We planned for my parents Hajj and things got better. I still couldn’t trust him and kept him at arms length. The saying, “I trust you as far as I can throw you” became very true for me at that time, so for him it was no friends, or limited outings with them, and no more money to support his lifestyle even when unemployed.


My parents left for Hajj, and it was a blessing. Now we had to run the house, and without my knowledge, my husband bought food on credit. When it was Eid, he made seafood dishes for Eid lunch. It was excessive to say the least. In the evening, friends showed up and we dished out the leftover food. They were speaking about the food sold on credit by this single mother. I held my anger because I was the one who had to pay for it. And we owed her hundreds! The next day, I went to her and told her not to give anything to my husband unless I approve it because I am the one paying for it. Never in my life did we eat on credit, and I wasn’t about to start now!

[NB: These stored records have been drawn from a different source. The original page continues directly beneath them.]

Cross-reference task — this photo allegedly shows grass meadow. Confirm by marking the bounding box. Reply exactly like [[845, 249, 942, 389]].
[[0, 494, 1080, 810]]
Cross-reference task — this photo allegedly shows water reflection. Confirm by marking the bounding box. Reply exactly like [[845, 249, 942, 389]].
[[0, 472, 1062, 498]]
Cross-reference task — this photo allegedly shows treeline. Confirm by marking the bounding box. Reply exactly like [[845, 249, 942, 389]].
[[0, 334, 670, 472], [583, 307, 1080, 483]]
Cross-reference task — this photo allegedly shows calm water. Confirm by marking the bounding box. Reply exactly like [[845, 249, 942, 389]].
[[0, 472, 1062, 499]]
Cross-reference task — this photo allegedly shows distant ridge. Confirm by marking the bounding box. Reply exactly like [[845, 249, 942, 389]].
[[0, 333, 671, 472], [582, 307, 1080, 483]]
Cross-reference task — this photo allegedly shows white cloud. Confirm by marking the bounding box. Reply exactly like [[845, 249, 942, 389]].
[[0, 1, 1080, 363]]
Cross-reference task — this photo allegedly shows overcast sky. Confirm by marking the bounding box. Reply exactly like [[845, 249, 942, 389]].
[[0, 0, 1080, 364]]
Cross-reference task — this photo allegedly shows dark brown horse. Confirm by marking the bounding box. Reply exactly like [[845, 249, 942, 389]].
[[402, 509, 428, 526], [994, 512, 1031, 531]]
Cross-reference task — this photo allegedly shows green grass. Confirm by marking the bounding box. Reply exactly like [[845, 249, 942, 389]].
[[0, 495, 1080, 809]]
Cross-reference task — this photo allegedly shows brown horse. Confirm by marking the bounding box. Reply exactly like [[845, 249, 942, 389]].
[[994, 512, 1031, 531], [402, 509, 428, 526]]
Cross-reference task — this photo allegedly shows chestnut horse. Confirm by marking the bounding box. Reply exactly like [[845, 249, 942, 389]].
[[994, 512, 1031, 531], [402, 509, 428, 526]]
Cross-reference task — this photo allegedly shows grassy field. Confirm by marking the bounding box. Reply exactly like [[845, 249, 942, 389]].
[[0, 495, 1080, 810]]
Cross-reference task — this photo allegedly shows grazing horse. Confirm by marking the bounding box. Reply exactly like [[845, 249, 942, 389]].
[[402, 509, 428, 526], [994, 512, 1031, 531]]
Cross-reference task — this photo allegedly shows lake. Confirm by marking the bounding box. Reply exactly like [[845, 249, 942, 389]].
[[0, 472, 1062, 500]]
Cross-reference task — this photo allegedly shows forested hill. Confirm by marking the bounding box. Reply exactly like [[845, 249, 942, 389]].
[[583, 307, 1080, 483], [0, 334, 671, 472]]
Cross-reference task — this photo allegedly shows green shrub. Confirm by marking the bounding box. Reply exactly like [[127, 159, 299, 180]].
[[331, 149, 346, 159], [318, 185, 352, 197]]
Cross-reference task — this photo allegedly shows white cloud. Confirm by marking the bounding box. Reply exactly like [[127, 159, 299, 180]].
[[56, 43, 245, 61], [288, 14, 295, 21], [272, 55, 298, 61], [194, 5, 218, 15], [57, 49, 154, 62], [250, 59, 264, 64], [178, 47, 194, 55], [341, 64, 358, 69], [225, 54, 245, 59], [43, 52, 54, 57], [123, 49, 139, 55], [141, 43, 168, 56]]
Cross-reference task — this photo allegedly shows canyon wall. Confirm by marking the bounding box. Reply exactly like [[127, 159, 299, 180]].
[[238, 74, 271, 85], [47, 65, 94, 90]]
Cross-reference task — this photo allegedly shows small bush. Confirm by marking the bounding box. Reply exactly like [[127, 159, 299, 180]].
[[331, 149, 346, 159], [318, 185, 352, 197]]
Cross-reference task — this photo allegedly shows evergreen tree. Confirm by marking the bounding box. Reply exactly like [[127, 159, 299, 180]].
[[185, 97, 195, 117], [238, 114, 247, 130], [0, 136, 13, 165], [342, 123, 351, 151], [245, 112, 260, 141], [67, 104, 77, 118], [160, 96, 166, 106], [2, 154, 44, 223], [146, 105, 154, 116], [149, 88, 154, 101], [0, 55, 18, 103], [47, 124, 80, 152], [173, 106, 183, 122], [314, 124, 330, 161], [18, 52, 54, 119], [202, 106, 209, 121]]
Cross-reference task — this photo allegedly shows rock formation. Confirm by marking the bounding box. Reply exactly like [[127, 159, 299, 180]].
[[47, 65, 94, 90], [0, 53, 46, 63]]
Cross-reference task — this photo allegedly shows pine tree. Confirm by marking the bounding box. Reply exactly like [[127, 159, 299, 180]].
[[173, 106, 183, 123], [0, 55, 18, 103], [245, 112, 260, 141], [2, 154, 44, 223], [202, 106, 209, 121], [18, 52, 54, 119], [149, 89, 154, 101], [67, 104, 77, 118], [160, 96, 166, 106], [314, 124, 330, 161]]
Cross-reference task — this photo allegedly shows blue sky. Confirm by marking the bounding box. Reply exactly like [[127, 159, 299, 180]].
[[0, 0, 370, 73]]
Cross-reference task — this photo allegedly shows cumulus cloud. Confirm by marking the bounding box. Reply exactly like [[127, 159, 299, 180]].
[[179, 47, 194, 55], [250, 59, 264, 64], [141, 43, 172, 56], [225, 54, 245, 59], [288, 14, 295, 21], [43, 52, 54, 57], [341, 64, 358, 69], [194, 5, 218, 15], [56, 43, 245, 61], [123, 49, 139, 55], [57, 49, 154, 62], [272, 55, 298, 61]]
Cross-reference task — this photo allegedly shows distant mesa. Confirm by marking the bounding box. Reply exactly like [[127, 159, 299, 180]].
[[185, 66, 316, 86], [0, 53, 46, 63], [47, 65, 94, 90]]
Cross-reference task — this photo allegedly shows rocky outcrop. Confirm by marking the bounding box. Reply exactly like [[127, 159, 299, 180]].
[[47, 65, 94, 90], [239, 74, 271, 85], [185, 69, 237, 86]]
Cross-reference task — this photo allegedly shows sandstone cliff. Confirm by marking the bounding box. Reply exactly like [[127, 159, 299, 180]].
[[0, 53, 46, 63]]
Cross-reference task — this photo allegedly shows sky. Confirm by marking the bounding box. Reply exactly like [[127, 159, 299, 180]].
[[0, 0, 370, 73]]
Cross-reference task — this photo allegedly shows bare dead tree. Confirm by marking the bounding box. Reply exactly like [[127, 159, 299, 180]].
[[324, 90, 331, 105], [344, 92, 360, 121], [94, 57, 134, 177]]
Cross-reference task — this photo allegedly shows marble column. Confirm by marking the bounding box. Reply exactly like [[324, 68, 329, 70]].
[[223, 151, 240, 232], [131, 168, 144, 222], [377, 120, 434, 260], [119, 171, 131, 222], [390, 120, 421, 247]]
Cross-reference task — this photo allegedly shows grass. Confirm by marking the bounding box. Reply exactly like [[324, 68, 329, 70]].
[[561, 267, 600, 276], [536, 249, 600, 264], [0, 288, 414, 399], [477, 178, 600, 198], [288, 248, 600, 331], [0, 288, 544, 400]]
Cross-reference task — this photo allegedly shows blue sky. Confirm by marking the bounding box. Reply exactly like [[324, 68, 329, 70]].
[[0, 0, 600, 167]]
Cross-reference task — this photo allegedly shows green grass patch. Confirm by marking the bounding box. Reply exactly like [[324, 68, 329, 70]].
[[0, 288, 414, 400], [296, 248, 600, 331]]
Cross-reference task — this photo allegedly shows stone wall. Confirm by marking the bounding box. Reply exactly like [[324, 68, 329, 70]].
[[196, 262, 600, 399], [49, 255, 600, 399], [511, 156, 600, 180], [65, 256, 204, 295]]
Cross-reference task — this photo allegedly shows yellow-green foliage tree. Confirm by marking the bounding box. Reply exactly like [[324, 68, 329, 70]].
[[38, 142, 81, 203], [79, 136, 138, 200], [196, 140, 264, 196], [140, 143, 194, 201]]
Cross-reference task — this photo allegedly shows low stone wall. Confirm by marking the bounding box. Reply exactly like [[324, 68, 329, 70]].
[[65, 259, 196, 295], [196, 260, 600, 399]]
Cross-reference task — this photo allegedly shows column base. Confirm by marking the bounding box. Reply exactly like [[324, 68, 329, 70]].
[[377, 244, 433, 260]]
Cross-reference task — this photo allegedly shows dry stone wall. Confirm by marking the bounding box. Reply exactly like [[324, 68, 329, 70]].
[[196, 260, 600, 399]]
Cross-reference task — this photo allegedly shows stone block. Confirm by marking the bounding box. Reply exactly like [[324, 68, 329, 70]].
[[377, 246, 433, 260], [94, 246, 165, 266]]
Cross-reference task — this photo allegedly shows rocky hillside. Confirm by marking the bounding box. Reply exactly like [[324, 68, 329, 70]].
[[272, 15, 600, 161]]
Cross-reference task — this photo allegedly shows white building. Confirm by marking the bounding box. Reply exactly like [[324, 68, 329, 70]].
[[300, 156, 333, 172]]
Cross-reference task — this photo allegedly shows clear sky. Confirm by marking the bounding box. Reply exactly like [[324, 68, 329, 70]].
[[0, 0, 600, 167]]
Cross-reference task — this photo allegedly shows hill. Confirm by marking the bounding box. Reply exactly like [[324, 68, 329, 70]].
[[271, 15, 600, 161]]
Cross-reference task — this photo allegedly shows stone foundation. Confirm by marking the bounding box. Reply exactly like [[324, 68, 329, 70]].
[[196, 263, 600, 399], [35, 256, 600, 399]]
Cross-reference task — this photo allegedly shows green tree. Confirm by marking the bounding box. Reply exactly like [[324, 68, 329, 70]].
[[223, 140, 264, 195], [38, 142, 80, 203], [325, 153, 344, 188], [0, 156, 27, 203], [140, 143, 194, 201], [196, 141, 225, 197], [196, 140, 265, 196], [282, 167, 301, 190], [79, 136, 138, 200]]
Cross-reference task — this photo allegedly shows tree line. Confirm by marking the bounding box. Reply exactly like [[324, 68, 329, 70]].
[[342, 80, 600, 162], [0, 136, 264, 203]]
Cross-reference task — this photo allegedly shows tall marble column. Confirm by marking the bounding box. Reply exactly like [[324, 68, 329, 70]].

My parents returned from Hajj and year-end was approaching. I was still having my husband earn my trust for cheating on me. He tried, he did; he listened. I still didn’t trust him but I was trying as well.


The Tipping Point


On that weekend prior to the first lockdown announcement, my husband got a job away from home. He couldn’t give me more details. This annoyed me as I didn’t feel like it was a good time for him to be away from home. My gut was telling me something was off because he was resistant to giving me information, yet I resigned myself to let him go.


He contacted me for the first time after leaving, four days later. He had misplaced his phone and lockdown restrictions meant that he couldn’t travel. He used someone’s phone and called a number he found on himself – our next door neighbour’s number. The neighbour delivered the message to me - my husband is sorry, he lost his phone and will be home soon. I lost my cool! Not only did we not know where he was, who he was with, who he was working, how he even got the job and how much he was to be paid, but he lost his phone and didn’t know my number after a decade!


When he came home, I was at my last wits because I simply couldn’t trust him even if what he said was true. He was aware that I could no longer endure what he was doing in our marriage, so he packed his things and said that our son must come with him. I convinced him to let the boy stay to diminish the disruption to the boy’s life, and this resulted in our son staying with me.


What I’ve learnt


My advice pertaining to this experience is that when you have standards, it may seem to others that you are picky or full of nonsense, but don’t let that lower your standards ever, and don’t settle for less than what you want for yourself.